Thomas Pilz, Geschäftsführer des Safety-Spezialisten Pilz, sprach über die Herausforderung, möglichst schnell Normen und Standards für MRK einzuführen – quasi im Nachhinein, weil die Technologie ja bereits auf dem Markt verfügbar ist. Er zeigte entsprechend auf, wie die ISO/TS15066 mit ihren verschiedenen Sicherheitseinschätzungen Neuland betreten hat – zumindest was den Einsatz von Kraft/Momenten-Sensorik angeht. Doch es sind Lücken und Unklarheiten offen geblieben, die eine Abnahme von MRK-Applikationen erschweren.
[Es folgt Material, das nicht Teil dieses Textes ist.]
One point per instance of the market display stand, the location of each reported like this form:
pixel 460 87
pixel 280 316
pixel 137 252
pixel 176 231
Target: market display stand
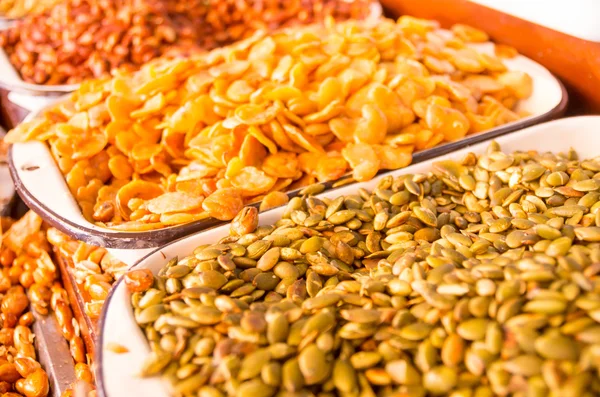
pixel 575 61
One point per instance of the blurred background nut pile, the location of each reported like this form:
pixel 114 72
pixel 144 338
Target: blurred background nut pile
pixel 79 39
pixel 20 8
pixel 478 278
pixel 181 140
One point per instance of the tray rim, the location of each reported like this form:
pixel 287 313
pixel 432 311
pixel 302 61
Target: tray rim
pixel 108 238
pixel 99 373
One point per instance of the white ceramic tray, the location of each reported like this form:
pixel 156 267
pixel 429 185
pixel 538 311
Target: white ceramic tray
pixel 42 186
pixel 7 188
pixel 116 374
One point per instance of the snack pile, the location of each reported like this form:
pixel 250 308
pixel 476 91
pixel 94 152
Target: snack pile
pixel 477 278
pixel 190 138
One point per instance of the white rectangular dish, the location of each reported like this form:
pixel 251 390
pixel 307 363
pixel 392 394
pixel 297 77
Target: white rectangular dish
pixel 116 374
pixel 34 170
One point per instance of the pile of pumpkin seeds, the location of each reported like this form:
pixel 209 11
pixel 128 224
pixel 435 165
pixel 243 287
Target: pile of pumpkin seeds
pixel 479 278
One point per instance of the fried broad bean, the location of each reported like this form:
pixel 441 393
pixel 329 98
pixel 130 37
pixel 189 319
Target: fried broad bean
pixel 184 139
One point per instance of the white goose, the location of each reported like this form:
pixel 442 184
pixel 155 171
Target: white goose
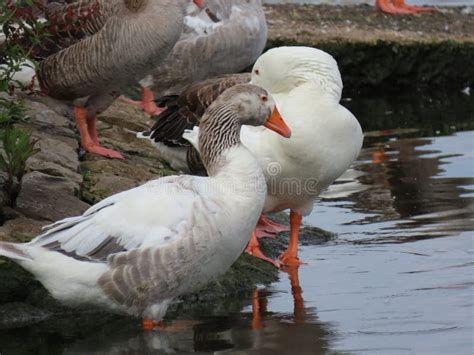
pixel 327 138
pixel 136 251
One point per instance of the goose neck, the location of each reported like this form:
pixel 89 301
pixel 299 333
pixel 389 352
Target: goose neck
pixel 219 131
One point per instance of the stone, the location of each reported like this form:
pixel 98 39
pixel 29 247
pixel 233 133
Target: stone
pixel 49 197
pixel 43 118
pixel 56 157
pixel 21 229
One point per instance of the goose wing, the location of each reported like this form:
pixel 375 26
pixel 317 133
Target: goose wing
pixel 184 112
pixel 151 215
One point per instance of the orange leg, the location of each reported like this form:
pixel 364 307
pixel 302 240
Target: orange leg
pixel 290 256
pixel 89 140
pixel 297 292
pixel 389 7
pixel 413 9
pixel 267 228
pixel 253 248
pixel 148 102
pixel 257 322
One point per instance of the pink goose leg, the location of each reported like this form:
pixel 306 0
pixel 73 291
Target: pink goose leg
pixel 253 248
pixel 88 132
pixel 389 7
pixel 413 9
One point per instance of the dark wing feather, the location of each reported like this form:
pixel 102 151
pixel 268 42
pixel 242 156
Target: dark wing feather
pixel 185 111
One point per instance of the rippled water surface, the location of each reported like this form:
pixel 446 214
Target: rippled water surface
pixel 396 279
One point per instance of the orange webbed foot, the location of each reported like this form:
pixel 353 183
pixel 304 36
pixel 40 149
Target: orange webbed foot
pixel 289 259
pixel 257 253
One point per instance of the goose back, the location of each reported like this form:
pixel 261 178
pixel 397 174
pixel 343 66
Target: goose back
pixel 185 111
pixel 128 38
pixel 229 46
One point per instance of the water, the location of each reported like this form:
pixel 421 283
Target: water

In diese Grauzone hinein spielt z.B. das unterschiedliche Schmerzempfinden bei Menschen. Zudem beschreibt die ISO/TS15066 nicht exakt, wie Druck und Kraft bei der Abnahme überhaupt zu messen sind. Deshalb lässt die Richtlinie in der aktuellen Form oft keine einheitliche Bewertung von Risiken und Gefahren zu – spätestens dann, wenn es um unvorhersehbares Verhalten von Menschen in der Applikation oder bewusstes Fehlverhalten geht.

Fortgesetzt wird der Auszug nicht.